Fieldwork in the Waterberg, Limpopo Province
Guilhelm Mauran, Ghilraen Laue, Lyn Wadley, Christine Sievers, Wim Biemond, Doreen Versfeld in Kaingo Rock Shelter.
Earlier this month Ghilraen Laue from the Museum’s Department of Human Sciences joined a team from the Evolutionary Studies Institute, University of the Witwatersrand for fieldwork in the Waterberg, Limpopo Province. Under the leadership of Professor Lyn Wadley the team opened up a 2 x 1 metre trench for excavation, in a rock shelter on the Private Game Reserve, Kaingo.
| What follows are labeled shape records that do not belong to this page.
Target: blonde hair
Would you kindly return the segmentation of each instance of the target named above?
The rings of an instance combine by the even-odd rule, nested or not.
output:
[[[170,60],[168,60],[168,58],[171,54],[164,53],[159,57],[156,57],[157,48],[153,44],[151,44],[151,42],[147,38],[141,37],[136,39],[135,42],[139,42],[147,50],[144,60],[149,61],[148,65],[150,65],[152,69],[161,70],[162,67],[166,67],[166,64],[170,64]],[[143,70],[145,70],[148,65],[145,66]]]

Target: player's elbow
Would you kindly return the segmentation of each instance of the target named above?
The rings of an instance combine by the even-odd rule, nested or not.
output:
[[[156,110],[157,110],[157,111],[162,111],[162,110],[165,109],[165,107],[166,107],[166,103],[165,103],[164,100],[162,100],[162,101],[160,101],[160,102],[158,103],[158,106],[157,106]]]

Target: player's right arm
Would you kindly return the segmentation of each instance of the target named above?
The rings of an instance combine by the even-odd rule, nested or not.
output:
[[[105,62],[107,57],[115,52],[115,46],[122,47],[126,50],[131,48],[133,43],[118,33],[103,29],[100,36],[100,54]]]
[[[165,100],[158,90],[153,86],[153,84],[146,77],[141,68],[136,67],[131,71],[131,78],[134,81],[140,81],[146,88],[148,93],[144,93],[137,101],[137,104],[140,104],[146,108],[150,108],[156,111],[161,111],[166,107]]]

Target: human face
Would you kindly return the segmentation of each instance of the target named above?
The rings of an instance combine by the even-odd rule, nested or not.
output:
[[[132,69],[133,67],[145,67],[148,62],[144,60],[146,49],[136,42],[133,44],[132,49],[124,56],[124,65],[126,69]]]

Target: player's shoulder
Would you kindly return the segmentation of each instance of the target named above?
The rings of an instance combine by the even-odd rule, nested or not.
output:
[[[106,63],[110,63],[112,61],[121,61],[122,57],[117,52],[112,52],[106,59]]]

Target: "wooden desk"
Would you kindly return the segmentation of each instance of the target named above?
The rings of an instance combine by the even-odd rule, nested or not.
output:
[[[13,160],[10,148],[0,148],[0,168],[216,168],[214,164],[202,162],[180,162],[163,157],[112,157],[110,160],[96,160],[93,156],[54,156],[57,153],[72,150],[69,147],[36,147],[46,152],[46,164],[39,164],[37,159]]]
During the two-week excavation season, the team dug the Later Stone Age deposits in the shelter with finds including beautifully crafted stone tools, ostrich eggshell beads, botanical remains including seeds, and Iron Age pottery fragments. Charcoal was recovered for 14C dating. Two pigment samples from the unusual rock paintings were taken for analysis. Publication of the finds and on the pigment samples will follow once analysis is complete.
The excavation trench ready for the finds to be mapped. Note that the shelter floor has been lined with geotextile to minimize dust which can damage the paintings.
One of the stone artefacts found: a tiny scraper.